HONG KONG -- Beijing on Tuesday sent a strong warning to Hong Kong protesters during its second press briefing in a week, after an unprecedented strike and public disobedience rocked the financial center.
Speaking forcefully, Yang Guang, a spokesman for the Hong Kong and Macao Affairs Office under China's State Council, warned that Beijing will not tolerate any challenge to its authority and called radical protesters "unscrupulous people."
He also blamed Western politicians for making "irresponsible remarks" that he believes have worsened Hong Kong's situation.

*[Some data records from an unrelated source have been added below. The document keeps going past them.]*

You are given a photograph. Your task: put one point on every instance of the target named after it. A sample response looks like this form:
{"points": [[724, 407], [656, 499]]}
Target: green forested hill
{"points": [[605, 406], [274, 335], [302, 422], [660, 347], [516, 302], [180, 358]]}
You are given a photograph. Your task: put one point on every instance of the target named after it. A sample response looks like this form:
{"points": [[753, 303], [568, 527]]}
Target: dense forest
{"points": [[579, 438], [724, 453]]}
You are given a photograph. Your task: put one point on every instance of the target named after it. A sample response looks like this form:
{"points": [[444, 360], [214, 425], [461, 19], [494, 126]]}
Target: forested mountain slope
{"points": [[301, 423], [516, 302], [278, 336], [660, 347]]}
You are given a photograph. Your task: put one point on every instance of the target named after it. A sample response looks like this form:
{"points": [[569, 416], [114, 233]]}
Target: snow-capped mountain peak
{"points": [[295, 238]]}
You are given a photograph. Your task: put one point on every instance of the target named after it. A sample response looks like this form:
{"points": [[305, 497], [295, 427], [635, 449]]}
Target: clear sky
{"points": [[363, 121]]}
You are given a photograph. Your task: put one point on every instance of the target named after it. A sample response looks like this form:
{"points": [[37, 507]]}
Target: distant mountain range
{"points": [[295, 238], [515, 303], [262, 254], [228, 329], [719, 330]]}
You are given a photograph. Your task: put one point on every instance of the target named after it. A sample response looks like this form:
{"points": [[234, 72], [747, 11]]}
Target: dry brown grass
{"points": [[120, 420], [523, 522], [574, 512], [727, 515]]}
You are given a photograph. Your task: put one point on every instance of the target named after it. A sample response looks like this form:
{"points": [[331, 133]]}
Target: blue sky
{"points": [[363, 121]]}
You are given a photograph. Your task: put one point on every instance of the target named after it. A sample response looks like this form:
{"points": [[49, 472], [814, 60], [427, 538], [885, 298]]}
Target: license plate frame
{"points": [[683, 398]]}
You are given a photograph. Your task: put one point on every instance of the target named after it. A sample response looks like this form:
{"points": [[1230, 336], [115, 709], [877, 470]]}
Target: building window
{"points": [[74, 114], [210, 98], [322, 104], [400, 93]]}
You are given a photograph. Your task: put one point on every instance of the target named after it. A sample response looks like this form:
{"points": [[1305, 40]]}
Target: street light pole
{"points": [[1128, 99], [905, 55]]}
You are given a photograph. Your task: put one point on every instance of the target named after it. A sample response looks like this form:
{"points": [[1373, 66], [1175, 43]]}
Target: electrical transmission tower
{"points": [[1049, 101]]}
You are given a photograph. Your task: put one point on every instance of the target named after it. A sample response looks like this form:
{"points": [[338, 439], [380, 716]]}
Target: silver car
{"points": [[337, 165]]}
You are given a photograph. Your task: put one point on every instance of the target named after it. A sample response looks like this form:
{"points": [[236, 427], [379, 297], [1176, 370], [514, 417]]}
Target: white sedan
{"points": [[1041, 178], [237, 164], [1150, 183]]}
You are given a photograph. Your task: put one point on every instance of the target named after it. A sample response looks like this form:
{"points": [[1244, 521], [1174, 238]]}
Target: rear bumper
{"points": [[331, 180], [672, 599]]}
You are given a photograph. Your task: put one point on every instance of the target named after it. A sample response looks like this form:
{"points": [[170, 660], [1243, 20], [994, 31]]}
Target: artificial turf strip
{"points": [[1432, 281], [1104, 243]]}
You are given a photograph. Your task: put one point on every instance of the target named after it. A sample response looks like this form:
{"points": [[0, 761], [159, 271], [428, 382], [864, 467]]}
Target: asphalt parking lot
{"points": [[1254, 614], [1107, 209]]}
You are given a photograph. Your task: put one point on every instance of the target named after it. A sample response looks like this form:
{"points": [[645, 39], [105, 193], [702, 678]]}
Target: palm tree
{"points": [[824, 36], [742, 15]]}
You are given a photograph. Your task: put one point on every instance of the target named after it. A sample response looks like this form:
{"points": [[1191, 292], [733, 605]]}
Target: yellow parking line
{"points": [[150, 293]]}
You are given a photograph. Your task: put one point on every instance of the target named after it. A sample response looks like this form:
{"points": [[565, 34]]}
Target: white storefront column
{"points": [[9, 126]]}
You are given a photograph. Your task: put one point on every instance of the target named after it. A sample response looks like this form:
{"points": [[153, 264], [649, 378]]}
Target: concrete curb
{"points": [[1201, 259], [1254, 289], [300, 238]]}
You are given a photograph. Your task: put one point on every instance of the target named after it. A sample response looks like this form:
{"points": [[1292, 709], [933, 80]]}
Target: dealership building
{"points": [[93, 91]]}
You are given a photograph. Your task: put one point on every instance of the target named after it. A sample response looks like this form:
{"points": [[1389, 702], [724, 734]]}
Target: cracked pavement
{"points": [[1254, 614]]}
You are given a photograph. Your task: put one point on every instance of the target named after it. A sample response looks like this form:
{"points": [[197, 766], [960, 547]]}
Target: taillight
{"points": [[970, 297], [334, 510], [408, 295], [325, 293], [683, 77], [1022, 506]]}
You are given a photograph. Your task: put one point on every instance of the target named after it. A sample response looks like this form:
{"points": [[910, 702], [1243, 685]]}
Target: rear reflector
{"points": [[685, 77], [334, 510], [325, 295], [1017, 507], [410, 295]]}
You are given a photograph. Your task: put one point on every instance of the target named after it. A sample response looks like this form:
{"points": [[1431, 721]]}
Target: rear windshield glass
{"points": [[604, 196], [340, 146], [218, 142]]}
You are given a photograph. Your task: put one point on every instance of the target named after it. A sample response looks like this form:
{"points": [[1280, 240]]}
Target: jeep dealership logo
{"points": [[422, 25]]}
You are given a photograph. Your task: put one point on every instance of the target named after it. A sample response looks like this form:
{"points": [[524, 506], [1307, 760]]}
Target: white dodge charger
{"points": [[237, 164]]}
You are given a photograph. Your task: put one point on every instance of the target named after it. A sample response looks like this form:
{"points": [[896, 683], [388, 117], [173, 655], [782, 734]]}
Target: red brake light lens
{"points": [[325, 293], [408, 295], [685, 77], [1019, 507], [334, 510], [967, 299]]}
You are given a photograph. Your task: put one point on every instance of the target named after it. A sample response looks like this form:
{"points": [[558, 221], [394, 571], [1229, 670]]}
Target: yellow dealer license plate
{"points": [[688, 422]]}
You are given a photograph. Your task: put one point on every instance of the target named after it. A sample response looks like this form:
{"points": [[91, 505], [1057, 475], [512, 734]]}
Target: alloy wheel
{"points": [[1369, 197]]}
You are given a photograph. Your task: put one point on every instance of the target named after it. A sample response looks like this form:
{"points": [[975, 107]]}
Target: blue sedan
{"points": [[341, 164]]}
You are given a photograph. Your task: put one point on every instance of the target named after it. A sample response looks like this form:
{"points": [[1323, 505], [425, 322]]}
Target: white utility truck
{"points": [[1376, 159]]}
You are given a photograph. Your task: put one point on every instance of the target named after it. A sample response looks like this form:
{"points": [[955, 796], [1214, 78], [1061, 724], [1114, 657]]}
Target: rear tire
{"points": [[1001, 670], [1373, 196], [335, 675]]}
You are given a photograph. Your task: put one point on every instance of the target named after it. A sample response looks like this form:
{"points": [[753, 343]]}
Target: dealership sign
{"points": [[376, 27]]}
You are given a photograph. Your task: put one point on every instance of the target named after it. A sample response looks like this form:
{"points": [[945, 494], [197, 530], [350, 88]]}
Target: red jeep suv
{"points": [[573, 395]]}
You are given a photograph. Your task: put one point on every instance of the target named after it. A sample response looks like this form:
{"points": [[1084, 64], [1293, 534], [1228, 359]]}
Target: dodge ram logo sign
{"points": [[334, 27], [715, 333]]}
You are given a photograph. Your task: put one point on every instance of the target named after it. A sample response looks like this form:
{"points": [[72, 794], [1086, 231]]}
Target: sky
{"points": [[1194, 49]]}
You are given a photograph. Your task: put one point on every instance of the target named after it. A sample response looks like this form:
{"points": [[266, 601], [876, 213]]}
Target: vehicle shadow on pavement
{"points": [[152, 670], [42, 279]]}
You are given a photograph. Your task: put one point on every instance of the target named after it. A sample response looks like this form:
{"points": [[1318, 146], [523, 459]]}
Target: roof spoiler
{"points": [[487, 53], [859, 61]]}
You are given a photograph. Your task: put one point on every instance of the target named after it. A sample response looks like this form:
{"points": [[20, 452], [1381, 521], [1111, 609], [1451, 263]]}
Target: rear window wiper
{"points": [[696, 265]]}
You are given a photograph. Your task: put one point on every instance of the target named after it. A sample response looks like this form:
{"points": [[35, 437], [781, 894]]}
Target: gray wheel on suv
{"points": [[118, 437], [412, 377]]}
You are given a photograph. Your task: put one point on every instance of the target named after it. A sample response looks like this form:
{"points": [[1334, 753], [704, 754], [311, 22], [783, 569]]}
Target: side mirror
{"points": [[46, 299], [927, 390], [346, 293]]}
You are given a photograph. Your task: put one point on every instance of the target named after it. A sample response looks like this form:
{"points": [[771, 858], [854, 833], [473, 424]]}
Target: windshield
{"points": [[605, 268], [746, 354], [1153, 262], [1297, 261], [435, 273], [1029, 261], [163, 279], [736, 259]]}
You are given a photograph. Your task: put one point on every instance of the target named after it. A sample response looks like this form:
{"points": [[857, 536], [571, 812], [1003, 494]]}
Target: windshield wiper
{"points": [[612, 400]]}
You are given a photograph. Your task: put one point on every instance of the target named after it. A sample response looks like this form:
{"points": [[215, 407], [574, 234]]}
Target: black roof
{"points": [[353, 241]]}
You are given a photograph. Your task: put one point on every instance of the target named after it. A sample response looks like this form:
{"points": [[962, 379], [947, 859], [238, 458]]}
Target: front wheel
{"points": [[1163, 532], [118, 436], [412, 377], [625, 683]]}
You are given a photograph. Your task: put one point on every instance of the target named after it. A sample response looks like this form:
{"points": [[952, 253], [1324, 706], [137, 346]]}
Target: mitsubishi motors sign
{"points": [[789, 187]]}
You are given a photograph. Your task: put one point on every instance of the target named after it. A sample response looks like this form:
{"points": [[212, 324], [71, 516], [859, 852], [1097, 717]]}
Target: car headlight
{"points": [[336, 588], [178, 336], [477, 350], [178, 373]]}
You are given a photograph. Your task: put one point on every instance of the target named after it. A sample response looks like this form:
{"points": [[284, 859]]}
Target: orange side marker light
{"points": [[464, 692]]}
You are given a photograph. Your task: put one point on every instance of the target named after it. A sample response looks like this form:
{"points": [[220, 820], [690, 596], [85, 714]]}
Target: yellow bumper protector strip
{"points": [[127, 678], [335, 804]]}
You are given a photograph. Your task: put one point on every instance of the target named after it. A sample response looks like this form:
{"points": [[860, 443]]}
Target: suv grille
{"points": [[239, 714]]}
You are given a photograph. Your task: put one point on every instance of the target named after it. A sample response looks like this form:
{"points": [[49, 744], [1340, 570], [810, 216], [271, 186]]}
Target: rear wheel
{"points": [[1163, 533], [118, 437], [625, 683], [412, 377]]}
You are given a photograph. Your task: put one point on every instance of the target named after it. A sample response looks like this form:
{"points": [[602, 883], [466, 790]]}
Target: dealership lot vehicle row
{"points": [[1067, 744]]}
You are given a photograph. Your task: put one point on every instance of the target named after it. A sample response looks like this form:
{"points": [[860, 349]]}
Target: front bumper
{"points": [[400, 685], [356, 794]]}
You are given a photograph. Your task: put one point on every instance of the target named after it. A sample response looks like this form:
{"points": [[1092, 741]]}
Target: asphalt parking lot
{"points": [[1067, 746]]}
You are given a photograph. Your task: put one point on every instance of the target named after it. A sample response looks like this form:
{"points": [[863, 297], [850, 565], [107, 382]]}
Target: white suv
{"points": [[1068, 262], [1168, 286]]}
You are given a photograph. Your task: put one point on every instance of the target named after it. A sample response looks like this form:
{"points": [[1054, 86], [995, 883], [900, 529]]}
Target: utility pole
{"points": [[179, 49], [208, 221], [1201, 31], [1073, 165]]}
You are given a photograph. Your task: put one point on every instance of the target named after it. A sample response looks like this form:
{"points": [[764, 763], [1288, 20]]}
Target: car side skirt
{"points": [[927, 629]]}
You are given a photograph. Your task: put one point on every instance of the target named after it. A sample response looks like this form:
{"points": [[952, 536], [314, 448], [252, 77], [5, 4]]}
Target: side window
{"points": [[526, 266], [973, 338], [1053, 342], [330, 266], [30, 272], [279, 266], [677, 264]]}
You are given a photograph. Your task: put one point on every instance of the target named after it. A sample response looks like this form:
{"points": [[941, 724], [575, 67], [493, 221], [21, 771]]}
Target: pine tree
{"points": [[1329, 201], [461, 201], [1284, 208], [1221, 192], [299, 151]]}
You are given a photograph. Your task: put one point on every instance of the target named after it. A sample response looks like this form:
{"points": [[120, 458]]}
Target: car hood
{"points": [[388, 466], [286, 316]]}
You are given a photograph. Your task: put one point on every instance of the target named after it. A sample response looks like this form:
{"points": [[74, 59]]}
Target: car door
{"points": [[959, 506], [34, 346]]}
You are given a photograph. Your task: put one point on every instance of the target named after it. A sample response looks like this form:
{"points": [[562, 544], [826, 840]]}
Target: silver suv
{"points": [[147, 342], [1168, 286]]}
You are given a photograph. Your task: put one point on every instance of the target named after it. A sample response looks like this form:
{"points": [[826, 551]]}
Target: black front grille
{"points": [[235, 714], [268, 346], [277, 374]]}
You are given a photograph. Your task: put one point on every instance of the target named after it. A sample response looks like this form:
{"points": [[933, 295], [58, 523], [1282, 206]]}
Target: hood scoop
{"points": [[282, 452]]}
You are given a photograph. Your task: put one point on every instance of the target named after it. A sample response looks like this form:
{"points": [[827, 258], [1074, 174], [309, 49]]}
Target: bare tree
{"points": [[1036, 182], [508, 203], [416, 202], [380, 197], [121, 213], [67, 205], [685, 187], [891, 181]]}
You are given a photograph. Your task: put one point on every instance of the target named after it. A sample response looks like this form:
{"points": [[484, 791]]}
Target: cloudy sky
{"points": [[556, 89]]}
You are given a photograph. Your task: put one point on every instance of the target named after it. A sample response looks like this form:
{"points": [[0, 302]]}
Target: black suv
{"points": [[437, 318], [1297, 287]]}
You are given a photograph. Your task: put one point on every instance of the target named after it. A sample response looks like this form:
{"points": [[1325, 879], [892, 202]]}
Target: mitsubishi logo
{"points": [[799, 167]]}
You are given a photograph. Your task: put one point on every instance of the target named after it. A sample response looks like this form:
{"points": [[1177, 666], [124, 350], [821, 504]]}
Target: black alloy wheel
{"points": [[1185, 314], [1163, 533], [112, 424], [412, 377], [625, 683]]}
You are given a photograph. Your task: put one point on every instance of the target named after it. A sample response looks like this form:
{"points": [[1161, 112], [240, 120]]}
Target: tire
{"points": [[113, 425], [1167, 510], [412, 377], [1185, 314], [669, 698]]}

"The central government will never allow any challenge to the 'one country, two systems' principle, and will never allow any turbulence that will threaten national unity or security that the [Hong Kong] government cannot control," Yang said.
Yang's comment came one day after an estimated 300,000 workers -- roughly 8% of the city's labor force -- went on strike, according to the Hong Kong Confederation of Trade Unions, the pro-democratic party behind the move. The strike and other non-cooperative activities by protesters disrupted hundreds of flights and also stopped subways and trains, preventing many residents from going to work.
Yang reiterated Beijing's support for Chief Executive Carrie Lam, claiming that any attempt aimed at forcing her to step down will not succeed.
"We want to warn a handful of violent criminals and meddling hands behind the scene that any attempt to play with fire will only backfire," Yang said. "As for their punishment, it's only a matter of time."
Meanwhile, Yang cited several news reports of "rare" meetings between U.S. officials and Hong Kong dissidents in the past months, as he blamed Western and Taiwan politicians for making remarks that have incited the protesters. But the spokesman did not offer evidence beyond what had already been reported.
"At the end of the day, the future of Hong Kong is in the hands of all Chinese people, including Hong Kongers," he said.
Xu Luying, another Beijing spokesperson at the news conference, blamed Hong Kong's educational institutions for the significant youth participation in the protests, and urged schools to promote patriotism. "It's important for young people to realize the importance of loving their country and Hong Kong," Xu said. "This is the first lesson they have to learn. Regrettably, there is an absence of such lessons in many schools."
Despite Beijing's more forceful tone, Ivan Choy Chi-keung, a political science lecturer at the Chinese University of Hong Kong, said the remarks largely repeated what Carrie Lam had said during her media briefing on Monday. Both, Choy said, tried to divide Hong Kongers by citing economic damage and threatening protesters with legal consequences.
"Clearly, Beijing is trying to show support for Lam," Choy said, adding that the frequent news conferences are a tactic for showing that the central government cares about the situation in Hong Kong.
As a countermeasure, several protesters held a grassroots news conference on livestreaming platforms on Tuesday, in which they accused the government of distorting the truth.
People in Hong Kong started protesting in June, at first against the extradition bill that would allow Beijing to extradite Hong Kong citizens to mainland China. The bill was later suspended, but protests continued as some demanded Carrie Lam step down. Many protests turned violent, with police firing tear gas and rubber bullets into the crowds.
The protests later spread to other issues, prompting the major strike on Monday.
The police arrested 148 people on Monday, the youngest being just 13, a spokesperson said. About 800 rounds of tear gas and 140 rubber bullets were fired to disperse crowds in several districts.